While composing this week’s final installment of The Josei Alphabet, I was shocked to realize that I’ve never formally requested Yumi Tamura’s 7 Seeds. This is one of those situations that must be rectified as quickly as possible.
The series launched in Shogakukan’s Betsucomi, a shôjo magazine, before moving to josei anthology Flowers at some point during its still-ongoing run. Betsucomi has always seemed like it skews a little older than the average shôjo magazine, so this was probably a fairly easy transition. Flowers is one of those anthologies that seems positively fecund with license-request fodder. It’s home to the much-loved Kaze Hikaru (in glacial current release courtesy of Viz’s Shojo Beat line), and it had the privilege of publishing Moto Hagio’s “Iguana Girl,” one of the many highlights of A Drunken Dream and Other Stories. It was also the serialization home of Hagio’s much-praised, much-wanted Otherworld Barbara. So basically, if psychologically complex fantasy is published in Flowers, chances are good that the I-want-now factor will be high.

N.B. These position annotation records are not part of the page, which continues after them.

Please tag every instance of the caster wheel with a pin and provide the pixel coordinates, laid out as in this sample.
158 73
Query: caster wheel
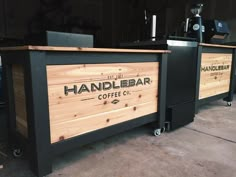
158 132
17 153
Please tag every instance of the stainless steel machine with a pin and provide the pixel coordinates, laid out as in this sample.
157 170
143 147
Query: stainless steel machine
194 27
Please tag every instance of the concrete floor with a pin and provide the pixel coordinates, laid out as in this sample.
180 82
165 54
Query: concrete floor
205 148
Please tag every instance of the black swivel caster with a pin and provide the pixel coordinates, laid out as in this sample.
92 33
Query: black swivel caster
17 153
159 131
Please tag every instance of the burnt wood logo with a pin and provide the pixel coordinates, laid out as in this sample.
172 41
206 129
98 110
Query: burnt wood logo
215 68
105 86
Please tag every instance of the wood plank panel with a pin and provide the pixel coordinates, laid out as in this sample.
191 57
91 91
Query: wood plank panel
132 85
20 103
66 74
70 129
215 74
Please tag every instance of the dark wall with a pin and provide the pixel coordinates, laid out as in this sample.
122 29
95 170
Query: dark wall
111 21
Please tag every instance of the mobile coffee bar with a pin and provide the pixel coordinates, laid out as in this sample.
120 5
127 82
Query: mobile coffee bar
60 98
215 73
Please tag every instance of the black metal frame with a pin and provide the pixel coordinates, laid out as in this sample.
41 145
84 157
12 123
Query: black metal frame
41 151
228 96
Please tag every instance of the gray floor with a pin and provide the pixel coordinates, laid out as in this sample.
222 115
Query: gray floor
205 148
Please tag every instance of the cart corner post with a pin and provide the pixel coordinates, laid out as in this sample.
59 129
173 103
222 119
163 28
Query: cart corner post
162 90
230 96
37 110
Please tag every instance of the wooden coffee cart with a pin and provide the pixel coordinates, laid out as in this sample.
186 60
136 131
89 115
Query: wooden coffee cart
215 73
60 98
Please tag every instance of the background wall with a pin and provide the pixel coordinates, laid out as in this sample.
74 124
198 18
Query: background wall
111 21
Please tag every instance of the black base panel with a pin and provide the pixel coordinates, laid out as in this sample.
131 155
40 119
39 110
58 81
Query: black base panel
181 115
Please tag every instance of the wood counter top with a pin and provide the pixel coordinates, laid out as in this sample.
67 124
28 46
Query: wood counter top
80 49
217 45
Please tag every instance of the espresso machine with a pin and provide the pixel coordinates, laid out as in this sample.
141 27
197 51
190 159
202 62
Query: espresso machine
194 27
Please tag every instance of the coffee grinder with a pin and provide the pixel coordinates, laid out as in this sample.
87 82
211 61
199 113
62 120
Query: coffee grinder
194 26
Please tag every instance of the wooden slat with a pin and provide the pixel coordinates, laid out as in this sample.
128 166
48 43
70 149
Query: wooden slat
20 104
215 82
76 111
66 110
81 49
65 74
70 129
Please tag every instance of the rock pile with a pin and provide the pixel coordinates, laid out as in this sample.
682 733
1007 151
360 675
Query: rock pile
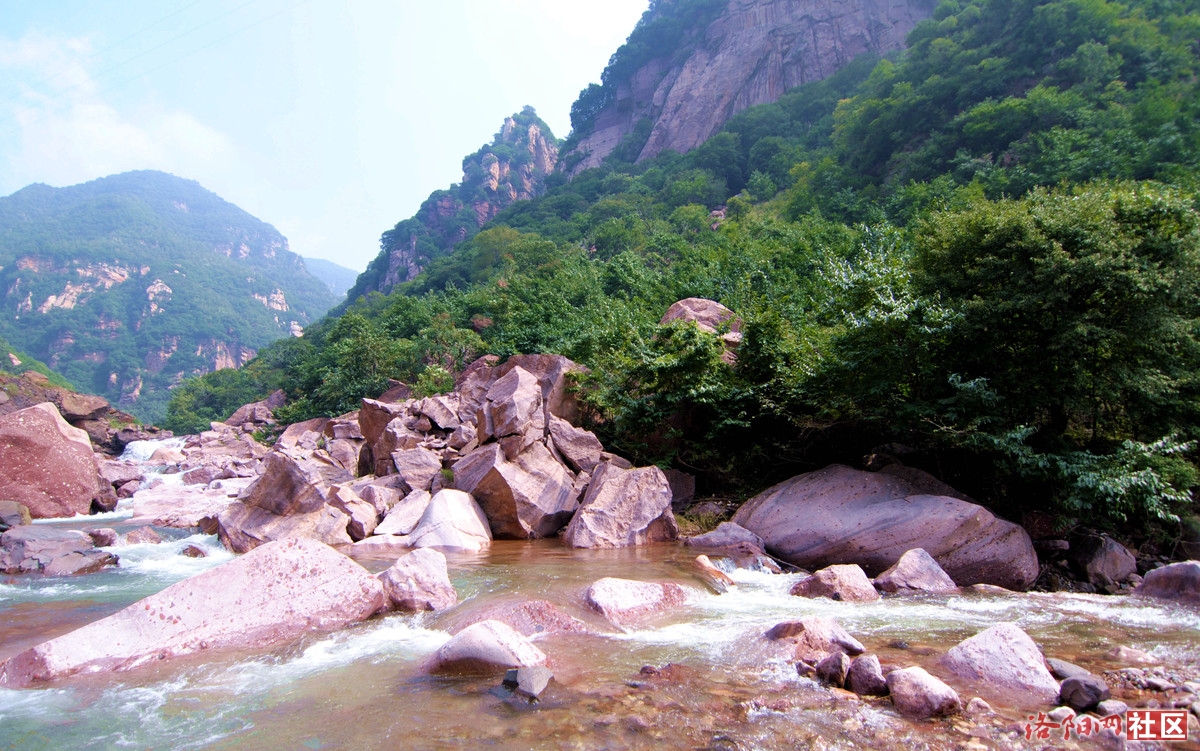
497 457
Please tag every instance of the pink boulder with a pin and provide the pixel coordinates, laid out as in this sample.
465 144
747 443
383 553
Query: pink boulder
274 594
420 581
841 515
48 464
623 601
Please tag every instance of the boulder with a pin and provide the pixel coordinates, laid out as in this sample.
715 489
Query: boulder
1101 560
1084 692
180 506
918 695
528 498
13 514
865 677
916 571
48 466
1006 659
420 581
623 508
289 486
244 528
301 434
847 583
832 671
580 448
485 647
815 638
533 618
258 413
54 552
117 473
270 595
451 521
1179 582
841 515
623 601
403 516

And 7 Seeds certainly sounds like Tamura isn’t stinting on the psychological complexity. It’s about Japanese youth who were placed in cryogenic suspension by the government as they prepared for the imminent, potentially apocalyptic collision of a meteor. Groups of teen-sicles were planted up and down Japan to ensure that the population would be able to rebuilt when the Earth’s environment was once again fit for habitation.
But, you know, humans in general and teens in particular rarely behave in ways we might expect, especially when we leave them a to-do list that we aren’t around to enforce. Our survivors, or “seeds,” have dramatically new circumstances to manage and old baggage to tote, which is bound to make survival and repopulation fairly complicated, wouldn’t you think? (The series is at the 20-volume point, so I’d hope things would be complicated.) The cast seems fairly huge, which is always a good sign, and the general nature of the series seems to be dramatic-episodic, combining lots of emotional nuance with neat, speculative world-building.
You knew without me having to tell you that it’s being published in French, right? Pika has slowly made its way to the 10th volume, and while a slow release schedule isn’t ideal, I always feel it’s better than not getting a series at all, which is where we are right now. And Pika allows you to see gorgeous sample pages from the first eight volumes.
Tamura is hardly unknown to English-reading audiences. Viz published her 27-volume Basara. That series is frequently described with dreamy fondness by its partisans, and I’m sure 7 Seeds would engender the same kind of fondness and loyalty if someone is kind enough to publish it already.